We have seen this in Quebec. There is nothing new under the sun. Fifty or 60 years ago, as the members from Lac-Saint-Jean and the North Shore know, we frequently made very major concessions to attract businesses. It took years to try to fix that situation, and even today we can see that when companies are sold, these kinds of concessions are still being made.

They did it when Alcan was sold to Rio Tinto under secret agreements, under a Canadian law that lacked the teeth to impose conditions regarding employment. In any case, the Conservative government did not want to.

As regards Peru, a country I visited very briefly, I tell myself it should be given an opportunity to avoid this type of situation, rather than increase the risk of the same thing happening.

It was the same for trade with Costa Rica. In the present matter, even if trade between Quebec and Peru and Canada and Peru were possible and substantial, there are businesses on location there, and also some international cooperation. However, following my meetings with various international cooperation NGOs, I note that they are very careful to ensure a clear distinction between purely capitalist market-oriented companies—such as the mining sector—and aid to communities, so that no link between the two can take away their independence of action.

The Canadian government is no example. We saw it remove some countries in Africa from its aid list, in order to do business with Peru and Colombia.

Does that mean that Peru and Colombia do not need aid? No. We agree, and, in any case, the Canadian government could have done more in the area of international aid. What is unacceptable is taking aid away from Africa, which is desperate for it, in order to turn a policy of international cooperation into a policy of support for economic development rather than a true policy on international aid. The Canadian government is acting as if it managed a private company rather than a government. I do not think Canadians and Quebeckers expect this type of behaviour from their government.

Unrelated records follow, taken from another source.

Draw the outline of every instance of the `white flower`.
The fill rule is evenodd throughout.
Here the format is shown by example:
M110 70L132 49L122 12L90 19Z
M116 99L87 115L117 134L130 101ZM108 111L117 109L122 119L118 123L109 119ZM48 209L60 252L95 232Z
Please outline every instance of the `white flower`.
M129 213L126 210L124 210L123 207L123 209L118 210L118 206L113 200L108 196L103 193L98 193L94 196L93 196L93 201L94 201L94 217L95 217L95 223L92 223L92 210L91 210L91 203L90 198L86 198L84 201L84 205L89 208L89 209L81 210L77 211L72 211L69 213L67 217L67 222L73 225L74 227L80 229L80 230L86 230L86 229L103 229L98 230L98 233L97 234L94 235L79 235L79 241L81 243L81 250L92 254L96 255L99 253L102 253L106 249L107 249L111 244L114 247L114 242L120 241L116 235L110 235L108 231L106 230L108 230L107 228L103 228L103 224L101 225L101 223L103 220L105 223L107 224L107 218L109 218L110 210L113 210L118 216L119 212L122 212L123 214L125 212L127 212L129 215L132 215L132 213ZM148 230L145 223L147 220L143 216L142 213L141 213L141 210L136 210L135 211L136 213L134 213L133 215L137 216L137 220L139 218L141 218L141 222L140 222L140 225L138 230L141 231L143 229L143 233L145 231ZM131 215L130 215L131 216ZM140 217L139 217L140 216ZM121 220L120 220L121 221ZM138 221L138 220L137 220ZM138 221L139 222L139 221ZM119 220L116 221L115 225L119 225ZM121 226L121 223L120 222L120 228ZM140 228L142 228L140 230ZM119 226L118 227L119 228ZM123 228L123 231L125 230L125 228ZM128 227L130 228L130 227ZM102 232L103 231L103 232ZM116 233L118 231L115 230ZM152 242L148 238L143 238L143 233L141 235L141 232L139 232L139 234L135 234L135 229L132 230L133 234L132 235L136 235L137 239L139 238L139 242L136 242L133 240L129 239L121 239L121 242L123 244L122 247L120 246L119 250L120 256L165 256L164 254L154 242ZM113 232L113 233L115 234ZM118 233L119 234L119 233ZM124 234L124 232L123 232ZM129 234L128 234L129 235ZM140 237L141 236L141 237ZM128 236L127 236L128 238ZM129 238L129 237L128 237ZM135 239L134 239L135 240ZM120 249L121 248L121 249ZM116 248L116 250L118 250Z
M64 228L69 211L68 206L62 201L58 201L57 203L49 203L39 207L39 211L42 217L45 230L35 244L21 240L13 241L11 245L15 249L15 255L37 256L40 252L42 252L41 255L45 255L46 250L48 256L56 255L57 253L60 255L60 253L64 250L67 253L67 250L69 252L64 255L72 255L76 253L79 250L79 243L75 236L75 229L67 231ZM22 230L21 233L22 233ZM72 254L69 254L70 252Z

I will conclude my remarks on this point. Peru is a country that deserves solid cooperation. This free trade agreement will not do it. And because the agreement as such cannot be amended during negotiations, the Bloc prefers to vote against the bill for a free trade agreement with Peru, even if it means calling on the government to redo its work to ensure that the rules of the game are clear and will benefit both countries involved—both Peru, a developing country, and Canada and Quebec.

Canada-Peru Free Trade Agreement Implementation Act April 20th, 2009

Madam Speaker, I listened to my colleague’s speech with interest.

I myself have just returned from a mission of the Inter-Parliamentary Forum of the Americas to Peru, where I was in contact with parliamentarians, the government and the public. I observed that there was somewhat the same kind of distance as we have here in Canada and Quebec, between parliamentarians and the government, that is, when it comes to preparing agreements such as the one some would like to adopt today—there is perhaps not enough consultation of parliamentarians. We end up with an agreement negotiated between the two governments that contains elements that may be difficult to accept. For example, in this agreement we have the equivalent of Chapter 11 of NAFTA, which in my opinion gives corporations improper powers.

Does my colleague not believe that if we had developed a practice of prior consultation, we might have achieved a more balanced agreement with Peru, that would have precluded this kind of agreement? Essentially, it is not free trade that is bad, it is the way it is applied. Agreements are made that do not properly reflect the objectives of free trade, including bringing greater prosperity to both countries.